Это была, несомненно, трогательная и памятная встреча — эти двое, старые и великие, встретившиеся в такой момент жизни, когда величие и гений чувствуют себя одинокими, с каждым днем все более одинокими, и обменивающиеся верованиями о том невидимом мире, где ни величие, ни гений не могут заявить большего, чем то, что они использовали свои дары во благо. И все же не поддавался ли Теннисон старому искушению интерпретировать будущую жизнь в терминах этой? Спекуляции не унесут нас далеко на этом пути; но, насколько можем, давайте нести с собой ясное мышление. Жестокость подразумевает причинение боли: а боли не может быть без чувства. Какая жестокость тогда может быть причинена мертвым, если они покончили с чувствами? Или какая живым, если они живут в счастливом заблуждении и переходят в небытие, не обнаружив обмана? Давайте твердо верить, что обмана не было; но давайте также будем разумны и признаем, что, если обман и есть, он не может быть жестоким, поскольку все, что сделало бы его обманом, также полностью стерло бы всякую возможность обнаружения, а следовательно, и всякую боль от обнаружения.

Это вопрос, по которому, помимо утверждения, что то немногое, что мы говорим, должно быть (но редко бывает) результатом ясного мышления, я предлагаю сказать немногое, не только потому, что здесь не место для метафизики, но и потому, что — цитируя снова Джоуэтта — «учитывая „слабость человеческих способностей и неопределенность предмета“, мы склонны полагать, что чем меньше наших слов, тем лучше. При приближении смерти говорится немногое: хорошие люди слишком честны, чтобы уходить из мира, исповедуя больше, чем они знают. Пожалуй, нет важного предмета, о котором в любое время даже религиозные люди говорили бы друг с другом так мало».

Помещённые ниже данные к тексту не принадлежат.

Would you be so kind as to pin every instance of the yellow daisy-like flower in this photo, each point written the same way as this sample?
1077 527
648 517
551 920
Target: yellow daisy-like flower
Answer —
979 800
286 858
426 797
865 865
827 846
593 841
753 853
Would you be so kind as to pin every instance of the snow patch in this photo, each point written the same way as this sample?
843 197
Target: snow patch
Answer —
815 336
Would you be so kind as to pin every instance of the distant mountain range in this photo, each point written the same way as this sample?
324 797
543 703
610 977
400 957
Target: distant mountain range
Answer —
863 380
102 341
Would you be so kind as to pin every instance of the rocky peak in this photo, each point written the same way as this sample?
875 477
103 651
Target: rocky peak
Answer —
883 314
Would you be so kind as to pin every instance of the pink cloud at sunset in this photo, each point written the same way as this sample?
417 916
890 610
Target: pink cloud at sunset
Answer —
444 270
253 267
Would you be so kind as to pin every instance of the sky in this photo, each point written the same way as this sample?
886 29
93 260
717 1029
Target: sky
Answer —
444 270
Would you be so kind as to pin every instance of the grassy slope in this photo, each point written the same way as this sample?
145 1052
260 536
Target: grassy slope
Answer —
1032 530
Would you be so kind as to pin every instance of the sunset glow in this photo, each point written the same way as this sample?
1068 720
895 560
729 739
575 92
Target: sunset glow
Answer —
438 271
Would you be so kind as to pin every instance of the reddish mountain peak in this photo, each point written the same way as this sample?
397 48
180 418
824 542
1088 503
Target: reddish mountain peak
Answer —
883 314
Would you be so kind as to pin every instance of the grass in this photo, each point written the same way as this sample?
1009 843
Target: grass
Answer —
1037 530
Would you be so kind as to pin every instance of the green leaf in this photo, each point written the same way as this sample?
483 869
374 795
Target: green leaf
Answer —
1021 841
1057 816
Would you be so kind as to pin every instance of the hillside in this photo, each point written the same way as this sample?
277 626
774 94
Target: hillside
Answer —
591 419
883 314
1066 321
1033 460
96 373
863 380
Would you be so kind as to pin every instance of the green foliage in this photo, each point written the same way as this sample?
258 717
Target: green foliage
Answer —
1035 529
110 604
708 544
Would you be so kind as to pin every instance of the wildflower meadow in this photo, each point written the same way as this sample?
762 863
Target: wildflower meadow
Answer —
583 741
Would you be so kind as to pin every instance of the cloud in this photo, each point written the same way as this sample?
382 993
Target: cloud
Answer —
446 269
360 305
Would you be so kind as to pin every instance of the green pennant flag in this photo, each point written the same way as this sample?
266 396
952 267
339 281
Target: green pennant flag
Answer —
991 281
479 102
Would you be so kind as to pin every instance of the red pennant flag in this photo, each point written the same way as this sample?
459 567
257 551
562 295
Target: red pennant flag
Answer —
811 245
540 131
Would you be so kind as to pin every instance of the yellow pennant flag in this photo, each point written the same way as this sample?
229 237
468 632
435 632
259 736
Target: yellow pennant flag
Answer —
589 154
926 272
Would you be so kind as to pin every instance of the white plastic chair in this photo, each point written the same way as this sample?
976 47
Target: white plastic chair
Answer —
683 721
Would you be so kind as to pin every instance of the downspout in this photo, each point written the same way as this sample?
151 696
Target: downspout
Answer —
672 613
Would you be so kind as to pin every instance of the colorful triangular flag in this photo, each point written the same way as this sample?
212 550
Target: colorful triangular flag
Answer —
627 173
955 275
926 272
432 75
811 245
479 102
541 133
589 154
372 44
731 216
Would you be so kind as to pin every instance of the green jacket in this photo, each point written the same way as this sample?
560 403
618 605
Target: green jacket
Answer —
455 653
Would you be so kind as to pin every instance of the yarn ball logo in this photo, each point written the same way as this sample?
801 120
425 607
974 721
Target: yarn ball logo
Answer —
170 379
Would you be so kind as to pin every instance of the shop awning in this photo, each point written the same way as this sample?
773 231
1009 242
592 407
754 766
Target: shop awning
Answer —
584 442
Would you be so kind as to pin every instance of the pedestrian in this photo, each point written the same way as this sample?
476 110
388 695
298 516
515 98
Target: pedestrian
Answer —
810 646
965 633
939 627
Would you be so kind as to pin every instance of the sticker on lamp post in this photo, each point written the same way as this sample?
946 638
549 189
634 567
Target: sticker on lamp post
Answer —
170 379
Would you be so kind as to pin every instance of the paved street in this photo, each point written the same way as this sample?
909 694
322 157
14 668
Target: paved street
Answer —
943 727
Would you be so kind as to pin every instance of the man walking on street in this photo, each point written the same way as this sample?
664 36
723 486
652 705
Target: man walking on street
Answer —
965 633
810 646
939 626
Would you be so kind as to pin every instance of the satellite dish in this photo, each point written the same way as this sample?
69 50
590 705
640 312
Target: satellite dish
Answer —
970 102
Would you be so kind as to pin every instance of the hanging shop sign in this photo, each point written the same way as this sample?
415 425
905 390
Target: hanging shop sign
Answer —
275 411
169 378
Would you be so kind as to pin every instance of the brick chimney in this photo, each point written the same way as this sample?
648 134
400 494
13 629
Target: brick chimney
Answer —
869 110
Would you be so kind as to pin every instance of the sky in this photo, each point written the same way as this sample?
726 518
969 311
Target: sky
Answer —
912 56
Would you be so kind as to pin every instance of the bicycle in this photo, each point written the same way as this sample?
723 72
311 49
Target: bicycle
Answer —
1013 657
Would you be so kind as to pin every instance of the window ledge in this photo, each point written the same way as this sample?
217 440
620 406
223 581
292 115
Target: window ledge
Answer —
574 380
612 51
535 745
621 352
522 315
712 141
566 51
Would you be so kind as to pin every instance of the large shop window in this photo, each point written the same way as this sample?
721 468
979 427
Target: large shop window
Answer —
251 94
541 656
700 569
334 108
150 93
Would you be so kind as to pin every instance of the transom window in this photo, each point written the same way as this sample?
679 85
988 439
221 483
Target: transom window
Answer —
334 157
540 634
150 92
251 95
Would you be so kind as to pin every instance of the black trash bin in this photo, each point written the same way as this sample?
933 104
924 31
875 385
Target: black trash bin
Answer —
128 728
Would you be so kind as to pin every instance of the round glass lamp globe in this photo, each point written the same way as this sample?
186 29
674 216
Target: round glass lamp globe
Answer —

Я бы добавил, что, по моему мнению, многие люди впадают в эту сдержанность, потому что по мере взросления вопрос кажется решающимся сам собой без аргументов, и они постепенно перестают беспокоиться о нем. В разумных людях он умирает почти незаметно вместе со смертью эгоизма. В двадцать лет мы все яростные эгоисты; в сорок или около того — и особенно если у нас есть дети, как у каждого человека в сорок лет — наш центр тяжести полностью сместился. Мы очень заботимся о том, что произойдет со следующим поколением, мы немного заботимся о своей работе, но о себе и о том, что станет с нами в конце, я действительно думаю, что мы заботимся очень мало. К этому времени, если мы отдавали себе отчет, мы сами уже отнюдь не так блестяще интересны, как раньше, а скорее являемся предметами юмористического и благотворительного понимания.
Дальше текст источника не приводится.